Fabric Pots have some important benefits over Nursery Pots, with the most noteworthy of them being the air pruning of roots that was mentioned earlier.  The fabric is a thick horticultural grade felt that keeps soil in but allows air, water and roots to migrate through easily.  And when the root tips grow through the fabric layer they are air pruned and the lateral forking creates a much denser root ball as a result.  Dense root balls are more drought resistant as the plants draw more evenly from all the medium in the pot.  This also maximizes the value you are getting from your medium and nutrients as well.  Fabric also breathes and drains well, keeping the root zone cooler, oxygenated and less soggy than plastic pots.  A couple things to mention on Fabric pots.  First they are a bit difficult to transplant out of and requires considerable care when doing so.  Some manufacturers add a velcro strip to open up the side wall on smaller sizes but it is still a bit more cumbersome of a process than rigid pots.  Second is that they are a little more money than nursery pots and have a relatively short life span (2-5 years depending on use and care).  While you can clean fabric pots to some degree, it is a losing battle over time and nutrient build up and grime can accumulate on even the tidiest of grower’s fabric pots.

Finally the Air-Pot®.  Air-Pot® is a Scotland based company founded by the Jamie and Susie Single in 1990.  This pot is the most high performance pot on the market I am aware of.  The pot is made up of a specially designed side wall that wraps around a plastic base and is secured to itself with 2 fixings into the side wall holes.  It’s difficult to describe the molded design of the side wall but it has like a deep waffle design that guides the roots to small holes on the side wall where they are air pruned just like the fabric pots.  The base gives shape & structure to the side wall and acts a screen to keep the medium in and lets air, water and roots through easily.  The base also sits at least an inch or so off the bottom so there is no potential for roots sitting in a puddle.  These pots make some of the densest root balls I have seen and they make the absolute most out of your soil.  With a bit of care every square centimeter of soil will be occupied with dense roots fibers.  When it comes to transplanting, Air-Pots® are easy to remove without damaging roots and the rootballs they produce don’t skip a beat when colonizing new medium.  The ABS Plastic components they’re made of is great quality and are designed to last for years. The only real downside to these is the set-up, break-down and cleaning of them.  It takes some time and effort for sure but it’s worth it over the long run.  And pro tip if you soak them fully submerged in a tub of water overnight it will make the work load much lighter:). The price of these may scare away some but the ROI on them is excellent.

Selecting a Grow Medium

A Grow Medium refers to the various types of substrate for cultivating the roots of a plant in.  The term medium refers to both Soil that IS alive and Soilless Substrates that are NOT alive or are basically sterile or inert.  A Soilless Medium and its lack of any amendment or nutrient load means that any fertilization must be added to the medium to feed the plant. Some examples of Soilless Mediums are Peat, Coco Coir, Rockwool, Expanded Clay Pellets, Perlite, Vermiculite and even Water. A true living organic soil grow can produce some very tasty flower but it takes some know-how to pull off good yields of that quality flower.

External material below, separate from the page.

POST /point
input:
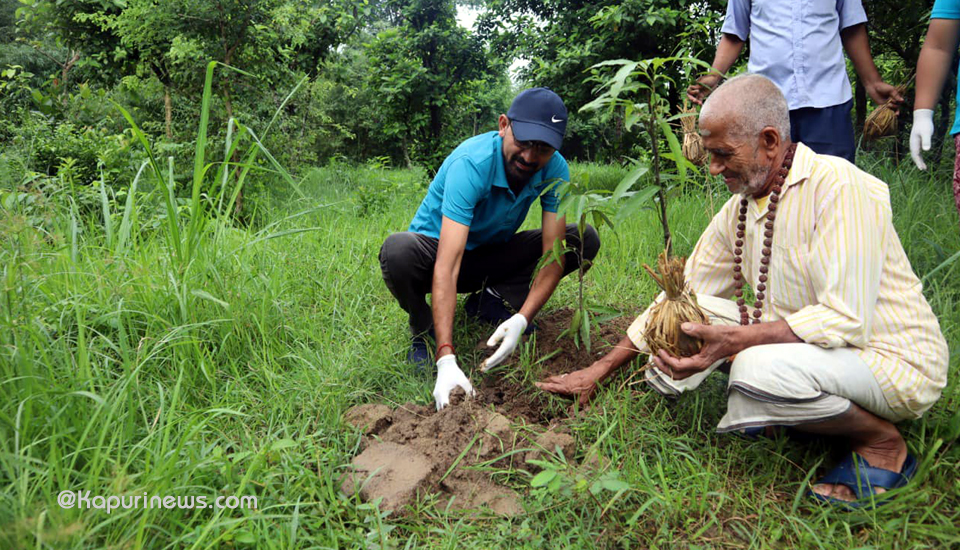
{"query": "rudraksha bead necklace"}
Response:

There are some ready to add amendment kits, like Nature’s Living Soil, that can can be mixed in with a blend of of equal parts peat, perlite and compost.  

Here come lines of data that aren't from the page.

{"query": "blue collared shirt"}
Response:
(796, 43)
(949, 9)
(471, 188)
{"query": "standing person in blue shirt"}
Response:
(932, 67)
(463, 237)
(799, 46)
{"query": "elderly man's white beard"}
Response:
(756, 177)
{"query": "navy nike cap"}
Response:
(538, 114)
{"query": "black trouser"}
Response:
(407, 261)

But for starters I’d recommend going with a Soilless Medium, something like Peat & Perlite or a Coco Coir & Perlite Mix. Like a ProMixHP for example, Fox Farm’s Lucky Dog, or Canna Coco.  A medium with 20-35% perlite holds more air and dries more quickly than peat or coco alone is also a good idea.  This can protect against overwatering and the soggy conditions and the plagues that brings.  Many have some Mycorrhiza (Beneficial Fungi) to help increase nutrient uptake and I would suggest adding some of your own microbial supplement like a Recharge, Great White or Mycos & Azos from Extreme to name a few.